八月になると半藤一利の戦争関係の本を取り出すことが多い。なんとなく読み進むのが辛くなってなかなか読破できないが。
「日本のいちばん長い日」の中の8月15日の宮城占拠事件・・皇居で一部の陸軍省勤務の将校と近衛師団参謀が中心となって起こしたクーデター未遂事件・・・の際、天皇が国民に終戦を告げた「玉音放送」の原盤を隠した地下室の記載に「(階段を)降りきった地下室の入り口には岩乗な扉がついていた」とあった。
頑丈という意味だとはすぐ分かったが、今まで見たことがなかった漢字だった。

新明解などには出ていなかったが、古語辞典には載っていた。
岩乗・・ガンジヤウ(強盛)の転。岩畳 五調 四調 などとも書く。

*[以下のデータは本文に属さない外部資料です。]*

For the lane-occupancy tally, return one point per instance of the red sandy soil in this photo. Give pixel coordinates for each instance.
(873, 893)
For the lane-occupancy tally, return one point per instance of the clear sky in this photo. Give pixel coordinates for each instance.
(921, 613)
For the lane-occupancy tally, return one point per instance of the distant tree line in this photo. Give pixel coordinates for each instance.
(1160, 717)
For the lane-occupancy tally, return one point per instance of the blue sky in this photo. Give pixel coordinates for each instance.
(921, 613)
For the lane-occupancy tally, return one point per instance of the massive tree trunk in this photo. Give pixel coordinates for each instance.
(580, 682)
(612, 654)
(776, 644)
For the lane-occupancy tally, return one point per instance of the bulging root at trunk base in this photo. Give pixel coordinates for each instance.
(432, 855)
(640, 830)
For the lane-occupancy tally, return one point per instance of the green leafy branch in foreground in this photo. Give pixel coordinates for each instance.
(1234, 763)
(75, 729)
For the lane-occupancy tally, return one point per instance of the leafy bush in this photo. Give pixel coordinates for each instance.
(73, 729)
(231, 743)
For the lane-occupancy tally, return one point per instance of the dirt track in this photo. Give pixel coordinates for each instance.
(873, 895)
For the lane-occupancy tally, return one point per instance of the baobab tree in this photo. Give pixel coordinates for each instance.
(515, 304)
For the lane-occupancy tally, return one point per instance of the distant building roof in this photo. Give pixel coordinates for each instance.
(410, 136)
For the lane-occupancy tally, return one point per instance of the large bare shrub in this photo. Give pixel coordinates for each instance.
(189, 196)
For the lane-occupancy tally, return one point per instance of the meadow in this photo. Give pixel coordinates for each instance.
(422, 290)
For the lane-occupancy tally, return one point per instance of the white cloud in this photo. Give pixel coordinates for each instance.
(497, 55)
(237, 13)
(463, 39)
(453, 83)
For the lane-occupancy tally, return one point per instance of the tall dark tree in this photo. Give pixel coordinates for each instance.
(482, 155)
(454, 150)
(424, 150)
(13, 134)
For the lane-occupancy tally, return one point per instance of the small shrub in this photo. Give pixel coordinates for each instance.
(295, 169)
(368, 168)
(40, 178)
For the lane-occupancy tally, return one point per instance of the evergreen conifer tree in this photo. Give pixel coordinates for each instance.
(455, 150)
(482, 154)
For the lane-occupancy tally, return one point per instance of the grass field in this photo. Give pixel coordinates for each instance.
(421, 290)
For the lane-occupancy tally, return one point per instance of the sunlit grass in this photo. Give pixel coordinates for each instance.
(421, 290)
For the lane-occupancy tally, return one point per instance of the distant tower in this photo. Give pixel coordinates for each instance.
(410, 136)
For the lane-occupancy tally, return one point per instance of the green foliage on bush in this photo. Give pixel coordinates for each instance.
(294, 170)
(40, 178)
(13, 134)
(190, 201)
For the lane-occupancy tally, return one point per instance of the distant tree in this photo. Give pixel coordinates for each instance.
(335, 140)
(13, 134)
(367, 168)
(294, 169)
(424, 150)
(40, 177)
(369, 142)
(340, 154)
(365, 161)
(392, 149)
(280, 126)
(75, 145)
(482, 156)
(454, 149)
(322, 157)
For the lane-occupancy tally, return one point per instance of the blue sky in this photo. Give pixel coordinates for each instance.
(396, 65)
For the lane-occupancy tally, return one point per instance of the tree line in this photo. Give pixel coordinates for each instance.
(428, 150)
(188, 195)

①人や物のすこぶる強健なこと ②馬の特に強健なこと
とあった。 人や物と馬をなぜ分けるのかが疑問だが元の字は今と違うことが分かった。

Goo辞書など・を見るともう少し詳しかった。
・・(引用)
岩乗(ガンジョウ)・岩畳(ガンデフ)などと書かれた。(3)頑丈は明治以後の用字〕
[補説]中世・近世には「岩乗 (がんじょう) 」「岩畳 (がんでふ) 」「強盛 (がんじゃう) 」などとも書いた。もと、名馬に仕上げるための五つの条件の意の「五調 (がんでう) 」から出たとされるが、「強盛」の音変化とする説もあって、語源・歴史的仮名遣いは未詳。
☆蹄、性質、体格、血統、生産地の五つが五調 一つ足りないのが四調だという。
上に書いた頑丈の説明で馬と人を分けることとも関係があるかもしれない。

明治以降は「頑丈」が使われているそうだけれど、この本で「岩乗」をわざわざ使ったのは、宮内庁の中の話だからだろうか。
 読書がストップしてしまったが、今週中には読み終わり、「ソ連が満州に侵攻した夏」に移るつもり。ウクライナが重なってくる。